Al principio pensó que había oído mal, o que se estaba burlando de él. Apretó el teléfono con tanta fuerza que las heridas de sus manos empezaron a sangrar de nuevo. Le ordenaron, qué diablos, pensó; iba a venir porque quería comprobar por sí misma, porque sospechaba que se había equivocado desde el principio.
– ¿Qué?-dijo-. ¿Cuándo?
– El domingo por la tarde, cinco treinta y siete Aeroflot 1021.
Garabateó la hora en la libreta que tenía al lado del teléfono, y sintió que sus efímeras esperanzas revivían como Lázaro.
– Arreglaremos una recepción oficial.
– Nada de bromas -le dijo ella-. Les dije que salía garante de tu sanidad mental, que eras un norteamericano decente y patriótico. Es el único motivo por el que Haydock lo permite. Eso, y porque parece que las cosas se están estropeando aquí y queremos que te vayas.
– Te esperaré en el aeropuerto -dijo Czesich sin escucharla en realidad.
– Cinco treinta y siete de la tarde. Si es que ese día hay combustible para el avión.
Me ocuparé de que haya. Arreglaré un tour.
– No es un picnic, Chesi, te debo decir. Habrá algunas preguntas desagradables.
– ¿Qué pueden hacerme, ahora?
– Cosas que no debería mencionar.
– ¿No, de veras? -Casi la única cosa que le podían hacer ahora era interferir con su pensión, su garantía de vida después de Washington. Había oído hablar de casos extremos en que empleados de USCA habían sido amenazados con la pérdida de la pensión, pero nunca había sabido de un caso en que ocurriera. Era más probable que Haydock lo sometiera a una reprimenda a la antigua, y la gente de seguridad de la embajada trataría de asustarlo, de sacudirlo un poco para asegurarse de que no era un espía, para hacerle comprender la magnitud de su error. ¿Y si la KGB hubiera decidido secuestrarlo, o asesinarlo? Estaba allá solo, contra todos los reglamentos. "Puso en situación de riesgo toda nuestra política."

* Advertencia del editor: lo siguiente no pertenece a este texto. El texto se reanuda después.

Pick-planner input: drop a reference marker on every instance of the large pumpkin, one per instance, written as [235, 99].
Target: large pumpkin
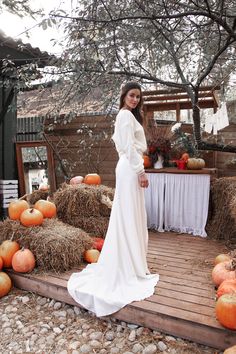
[195, 164]
[5, 284]
[226, 310]
[31, 217]
[147, 162]
[48, 209]
[92, 178]
[23, 261]
[228, 286]
[7, 249]
[16, 207]
[223, 271]
[98, 243]
[76, 180]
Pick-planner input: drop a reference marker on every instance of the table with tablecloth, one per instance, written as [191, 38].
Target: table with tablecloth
[178, 201]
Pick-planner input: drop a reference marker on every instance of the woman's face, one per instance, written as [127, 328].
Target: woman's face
[132, 99]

Sería la misma mierda de siempre.
– Cosas -dijo Julie, como para atormentarlo-. Algunos días de nervios.
– ¿Algunos días de nervios? Julie, algunos días de nervios serían como un picnic ahora.
– Creía que todo estaba bien.
– Más o menos bien.
Ella se calló durante cinco o seis segundos, y él temió que la conexión se hubiera cortado.
– ¿Julie?
– Hablaremos cuando esté allá, Chesi. Tengo que irme.
– ¿Otra cita?
– Te veo el domingo.
– Sí -dijo Czesich pero ella ya no estaba. Se recostó en el duro sofá del hotel, cerró los ojos, y alimentó una pequeña semilla de posibilidad. La mente hacía esas cosas.